U.S. SECURITIES AND EXCHANGE COMMISSION
Litigation Release No. 19505 / December 21, 2005
Securities And Exchange Commission v. Richard Glen Spradling, Case No. 1:05CV01150 (JDB) (D.D.C.) (filed December 16, 2005)
SEC Obtains Over $1.8 Million in a Final Judgment Against Stock Promoter Richard Spradling for Fraud, Illegal Touting and Scalping
On December 16, 2005, the Honorable John D. Bates of the United States District Court for the District of Columbia entered a final judgment against Richard Glen Spradling ("Spradling"), a Houston-area penny stock promoter and author of various investment newsletters and websites, including "Market News Alert" and "investmentreport.com."

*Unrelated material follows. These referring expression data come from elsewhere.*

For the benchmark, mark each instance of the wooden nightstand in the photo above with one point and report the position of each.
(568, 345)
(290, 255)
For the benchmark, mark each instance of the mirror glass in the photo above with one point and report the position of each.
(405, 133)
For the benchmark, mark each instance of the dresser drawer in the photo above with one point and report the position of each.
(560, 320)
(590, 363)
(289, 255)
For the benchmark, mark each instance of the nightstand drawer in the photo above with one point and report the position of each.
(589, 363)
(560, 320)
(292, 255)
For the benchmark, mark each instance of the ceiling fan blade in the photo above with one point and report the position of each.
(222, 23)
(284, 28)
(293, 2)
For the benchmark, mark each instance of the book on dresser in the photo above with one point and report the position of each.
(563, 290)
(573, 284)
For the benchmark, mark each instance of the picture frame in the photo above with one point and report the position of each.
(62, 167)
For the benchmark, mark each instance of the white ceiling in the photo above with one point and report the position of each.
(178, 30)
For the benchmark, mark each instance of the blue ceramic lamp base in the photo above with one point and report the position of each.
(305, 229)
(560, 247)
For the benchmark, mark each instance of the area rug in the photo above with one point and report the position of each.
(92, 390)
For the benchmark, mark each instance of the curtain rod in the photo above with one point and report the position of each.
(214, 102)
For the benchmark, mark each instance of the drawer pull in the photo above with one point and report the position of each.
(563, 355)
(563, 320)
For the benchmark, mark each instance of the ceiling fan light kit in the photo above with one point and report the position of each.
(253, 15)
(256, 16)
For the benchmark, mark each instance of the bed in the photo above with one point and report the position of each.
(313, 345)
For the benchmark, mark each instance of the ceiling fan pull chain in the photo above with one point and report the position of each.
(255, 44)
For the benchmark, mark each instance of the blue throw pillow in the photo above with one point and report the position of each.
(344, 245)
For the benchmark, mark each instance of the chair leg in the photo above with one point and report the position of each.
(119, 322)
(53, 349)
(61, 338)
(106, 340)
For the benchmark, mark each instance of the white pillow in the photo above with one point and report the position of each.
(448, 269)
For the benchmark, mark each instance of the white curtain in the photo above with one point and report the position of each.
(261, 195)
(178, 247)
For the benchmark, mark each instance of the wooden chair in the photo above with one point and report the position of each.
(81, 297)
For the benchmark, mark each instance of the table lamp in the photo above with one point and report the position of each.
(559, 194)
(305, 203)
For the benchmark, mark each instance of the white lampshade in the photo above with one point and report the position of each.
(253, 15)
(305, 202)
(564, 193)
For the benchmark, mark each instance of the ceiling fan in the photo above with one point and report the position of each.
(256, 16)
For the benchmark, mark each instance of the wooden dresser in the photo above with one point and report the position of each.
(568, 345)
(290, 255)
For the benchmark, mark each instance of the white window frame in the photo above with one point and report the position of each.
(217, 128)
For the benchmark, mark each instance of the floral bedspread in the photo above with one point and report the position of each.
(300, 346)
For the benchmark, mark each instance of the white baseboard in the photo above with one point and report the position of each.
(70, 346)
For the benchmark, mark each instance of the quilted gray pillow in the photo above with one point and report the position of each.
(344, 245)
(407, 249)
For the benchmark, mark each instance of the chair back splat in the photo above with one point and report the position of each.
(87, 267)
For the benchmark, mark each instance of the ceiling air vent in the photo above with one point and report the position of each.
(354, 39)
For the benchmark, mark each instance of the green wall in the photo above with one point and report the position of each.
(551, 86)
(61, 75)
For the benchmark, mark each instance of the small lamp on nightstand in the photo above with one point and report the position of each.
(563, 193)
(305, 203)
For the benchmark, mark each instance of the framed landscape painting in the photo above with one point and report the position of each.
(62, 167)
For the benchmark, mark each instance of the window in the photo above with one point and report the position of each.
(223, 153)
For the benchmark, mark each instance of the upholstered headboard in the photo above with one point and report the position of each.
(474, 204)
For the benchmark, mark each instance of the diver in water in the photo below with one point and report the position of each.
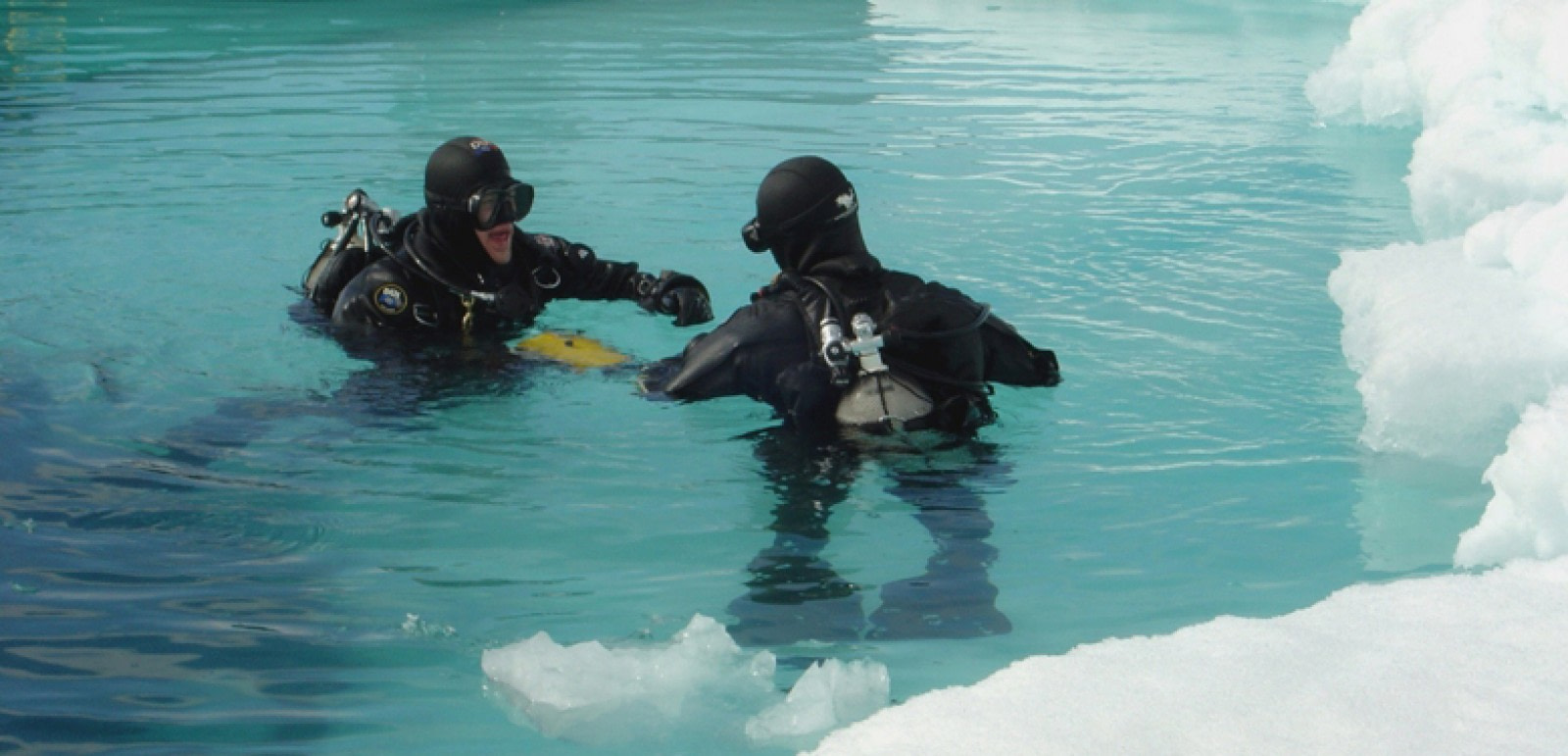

In its Complaint, the Commission alleged that, through his newsletters and websites, Spradling illegally touted stocks without adequately disclosing the amount and nature of his compensation. In fact, Spradling's compensation most often came from the very companies he promoted or persons associated with the companies that he promoted. The Complaint also alleged that Spradling "scalped" stocks he promoted by selling into the demand that his newsletters and website promotions created. Specifically, the Commission's Complaint alleged that between April 2001 and September 2003, Spradling promoted more than 44 penny stock issues by faxing newsletters to hundreds of thousands of individuals. The Complaint further alleged that Spradling received compensation in the form of stock for at least 36 of the penny stocks he promoted and that he sold at least 32 of the stocks during the promotion of the stock. By his conduct, Spradling yielded net proceeds of over $1.6 million. In addition, the Commission alleged in the Complaint that Spradling falsely stated that "Market News Alert is an independent research firm with paid subscribers." In fact, the production and dissemination of each newsletter was paid for by the subject company or a related promoter and Spradling's newsletter had no paid subscribers. The Complaint also alleged that Spradling disseminated fraudulent annual revenues and revenue forecasts on behalf of at least one company.
The Final Judgment permanently enjoins Spradling from violating Section 17(b) of the Securities Act of 1933, Section 10(b) of the Securities Exchange Act of 1934, and Rule 10b-5 thereunder. In addition, the Final Judgment orders Spradling to pay $1,893,075.83, comprised of $1.6 million in disgorgement, $173,075.83 in prejudgment interest thereon, and a $120,000 civil penalty for Spradling's violations of the federal securities laws. The Final Judgment also permanently barred Spradling from participating in any offering of penny stocks.
Additional information concerning the Commission's civil enforcement action against Spradling can be found in Litigation Release No. 19263 (June 9, 2005).